Nanochat Training

30 MIN

Train a small ChatGPT-style LLM (nanochat) with tokenizer, pretraining, midtraining, and SFT on DGX Station with GB300 Ultra

Basic idea

This playbook demonstrates training of nanochat on DGX Station with the GB300 Ultra Superchip. You run the full pipeline on a single system: custom BPE tokenizer training, base model pretraining, midtraining (conversation format), supervised fine-tuning (SFT), and inference via CLI or web UI.

The project uses the PyTorch NGC container, FineWeb for pretraining, SmolTalk for SFT, and Weights & Biases for logging. The default speedrun configuration trains a 561M-parameter (d20) model suitable for learning and experimentation.

What you'll accomplish

You will have a working nanochat setup that trains a small LLM and serves it for chat.

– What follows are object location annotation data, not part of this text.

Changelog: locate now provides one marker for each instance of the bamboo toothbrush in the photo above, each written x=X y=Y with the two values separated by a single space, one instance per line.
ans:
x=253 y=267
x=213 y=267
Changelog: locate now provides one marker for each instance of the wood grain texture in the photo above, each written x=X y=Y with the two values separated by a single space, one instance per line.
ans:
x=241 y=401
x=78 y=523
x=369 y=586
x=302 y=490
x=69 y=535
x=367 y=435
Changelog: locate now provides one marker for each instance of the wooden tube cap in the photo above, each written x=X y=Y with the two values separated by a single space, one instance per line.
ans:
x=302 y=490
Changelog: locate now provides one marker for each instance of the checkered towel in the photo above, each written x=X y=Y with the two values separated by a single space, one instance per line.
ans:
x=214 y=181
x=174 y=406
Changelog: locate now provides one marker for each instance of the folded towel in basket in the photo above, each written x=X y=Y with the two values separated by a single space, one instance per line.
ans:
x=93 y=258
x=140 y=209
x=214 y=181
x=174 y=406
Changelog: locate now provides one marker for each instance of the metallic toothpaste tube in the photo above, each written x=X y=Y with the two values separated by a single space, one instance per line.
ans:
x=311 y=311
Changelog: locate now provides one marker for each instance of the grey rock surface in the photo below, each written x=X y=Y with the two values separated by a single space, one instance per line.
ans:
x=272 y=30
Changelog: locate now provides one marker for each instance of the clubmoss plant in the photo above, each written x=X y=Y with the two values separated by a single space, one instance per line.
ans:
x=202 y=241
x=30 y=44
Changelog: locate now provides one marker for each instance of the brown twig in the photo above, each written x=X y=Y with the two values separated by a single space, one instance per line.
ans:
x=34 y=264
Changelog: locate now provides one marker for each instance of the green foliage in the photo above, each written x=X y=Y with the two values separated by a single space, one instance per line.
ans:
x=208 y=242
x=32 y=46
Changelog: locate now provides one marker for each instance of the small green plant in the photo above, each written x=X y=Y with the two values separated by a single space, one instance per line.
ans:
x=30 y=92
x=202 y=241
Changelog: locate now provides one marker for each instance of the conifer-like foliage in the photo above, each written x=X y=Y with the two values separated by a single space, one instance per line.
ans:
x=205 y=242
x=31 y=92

  • Environment: Docker image with PyTorch and nanochat dependencies on your DGX Station.
  • Training pipeline: Tokenizer (65K BPE), pretraining (~11.2B tokens), midtraining, SFT, and automated report generation.
  • Inference: ChatGPT-style web UI and CLI to chat with the base, mid, or SFT checkpoints.
  • Monitoring: W&B dashboards and nanochat/report.md with metrics and samples.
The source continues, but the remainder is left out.